Para aquellas hermanas que han seguido esta serie, ¿qué están haciendo? Te invito a volver a leer todos los artículos y recordar que el llamado es claro: comenzar donde estás y con lo que tienes. No necesitamos equipamiento costoso ni dietas complejas para tener buenas prácticas de mayordomía. Como nos recuerda Daniel Cabús, la fidelidad comienza con pequeños pasos de obediencia:

  • Una caminata de gratitud
  • Una comida consciente
  • Un momento de descanso intencional
  • Un ejercicio ofrecido como adoración
  • Una oración por sabiduría en el cuidado del cuerpo

Aplicación práctica

Algunas preguntas reflexivas a considerar:

  • ¿Cómo puedo integrar mejor la oración en mi rutina de ejercicio?
  • ¿De qué manera mis hábitos alimenticios reflejan mi identidad en Cristo?
  • ¿Cómo puedo usar mi energía y salud para servir mejor a otros?
  • ¿Qué ajustes necesito hacer para honrar mejor a Dios con mi cuerpo?
  • ¿Cómo puedo animar a otros en su viaje de mayordomía corporal?

La esperanza final

Herman Bavinck dijo lo siguiente: «La gracia no destruye la naturaleza, sino que la restaura». Esta verdad se aplica maravillosamente a nuestra comprensión del cuerpo, de manera que es claro que el evangelio no nos llama a despreciar lo físico, sino a redimir su propósito para la gloria de Cristo.

Mientras caminamos en esta mayordomía, mantenemos nuestros ojos fijos en la esperanza gloriosa que nos espera. Como escribió Pablo: «esperamos a un Salvador, el Señor Jesucristo, el cual transformará el cuerpo de nuestro estado de humillación en conformidad al cuerpo de Su gloria» (Fil 3:20-21).

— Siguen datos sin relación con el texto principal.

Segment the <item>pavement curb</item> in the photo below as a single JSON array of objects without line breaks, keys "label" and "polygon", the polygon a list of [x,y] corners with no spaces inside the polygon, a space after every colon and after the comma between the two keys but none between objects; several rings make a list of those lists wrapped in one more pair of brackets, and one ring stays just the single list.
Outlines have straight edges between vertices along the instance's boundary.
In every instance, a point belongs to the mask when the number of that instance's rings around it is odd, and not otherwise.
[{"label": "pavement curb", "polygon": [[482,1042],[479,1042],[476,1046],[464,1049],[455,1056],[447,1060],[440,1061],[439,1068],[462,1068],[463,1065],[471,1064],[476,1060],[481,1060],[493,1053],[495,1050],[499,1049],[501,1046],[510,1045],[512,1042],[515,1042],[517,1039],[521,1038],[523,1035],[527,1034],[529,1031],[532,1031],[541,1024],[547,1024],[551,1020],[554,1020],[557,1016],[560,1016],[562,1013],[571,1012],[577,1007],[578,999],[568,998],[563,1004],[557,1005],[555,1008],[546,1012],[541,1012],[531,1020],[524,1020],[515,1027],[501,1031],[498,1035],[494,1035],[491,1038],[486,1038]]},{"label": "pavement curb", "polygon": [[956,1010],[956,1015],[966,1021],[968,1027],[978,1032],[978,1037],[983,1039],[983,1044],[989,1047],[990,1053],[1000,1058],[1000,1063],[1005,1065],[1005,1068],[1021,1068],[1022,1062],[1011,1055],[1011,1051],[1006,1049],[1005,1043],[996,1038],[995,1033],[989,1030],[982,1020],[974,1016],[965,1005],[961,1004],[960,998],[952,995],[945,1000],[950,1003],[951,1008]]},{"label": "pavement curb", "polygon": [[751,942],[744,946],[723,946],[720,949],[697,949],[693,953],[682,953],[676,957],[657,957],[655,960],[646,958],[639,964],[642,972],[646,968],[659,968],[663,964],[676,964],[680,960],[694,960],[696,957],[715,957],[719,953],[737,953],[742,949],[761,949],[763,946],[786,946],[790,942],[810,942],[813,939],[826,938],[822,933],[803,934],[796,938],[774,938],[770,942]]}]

Te animo a que estos principios no queden solo en el papel, sino que se transformen en prácticas diarias que honren a Dios. Que cada comida, cada sesión de ejercicio, cada momento de descanso sea una oportunidad para glorificar a nuestro Creador y Redentor.

Mi oración es que el Señor nos dé sabiduría para cuidar estos cuerpos temporales, mientras anticipamos el día en que recibiremos cuerpos glorificados, perfectamente adaptados para adorar a nuestro Salvador por toda la eternidad. Mientras tanto, honremos a Dios con nuestros cuerpos, reconociendo que son un regalo de su gracia para ser usado en su servicio.

Para concluir, recordemos siempre las palabras del apóstol Pablo: «Entonces, ya sea que coman, que beban, o que hagan cualquier otra cosa, háganlo todo para la gloria de Dios. » (1 Co 10:31). En esto encontramos nuestro propósito, nuestra alegría y nuestra paz.

Así que lo que mi corazón anhela es que esta serie de artículos sea solo el comienzo de un viaje transformador hacia una mayordomía corporal que honre a Dios y bendiga a su pueblo.

Soli Deo Gloria.

 

Aprende

  • El objetivo de cuidar el cuerpo no es alcanzar el estándar estético del mundo, sino ejercer una buena mayordomía de lo que Dios nos ha dado, para su gloria y servicio.
  • Nunca es tarde para empezar a cuidar nuestros cuerpos y no necesitamos equipos costosos para hacerlo. Lo más importante es la fidelidad para obedecer lo que el Señor nos ha mandado a hacer.
  • Nuestros ojos se mantienen fijos en Cristo, quien ha redimido nuestros cuerpos a través de su sacrificio en la cruz y los glorificará en su Segunda Venida.

Vive

  • Examina tu corazón en oración para que el Señor te muestre la raíz detrás del estilo de vida que llevas. Si haces ejercicio, descansas y te alimentas bien, ¿lo haces para la gloria de Dios o para tu propia gloria? Si has fallado en el cuidado de tu cuerpo, ¿qué necesitarías cambiar en tu corazón para comenzar a cuidar el templo del Espíritu Santo?
  • ¿Qué pasos concretos puedes empezar a dar hoy mismo para caminar en un estilo de vida saludable, que te permita servir mejor a Dios y las personas?

Lidera

  • Invita a otras mujeres a realizar actividades que las mantengan activas y saludables. Asegúrate de incluir momentos de meditación en la Palabra del Señor para contemplar a Cristo y recordar cuál es la verdadera razón por la que cuidamos el cuerpo: la gloria de Dios.
  • Organízate con tus amigas para que juntas comiencen a desarrollar buenos hábitos para su cuidado corporal. Busquen la manera de animarse unas a otras y de rendir cuentas en las áreas de ejercicio, alimentación y descanso.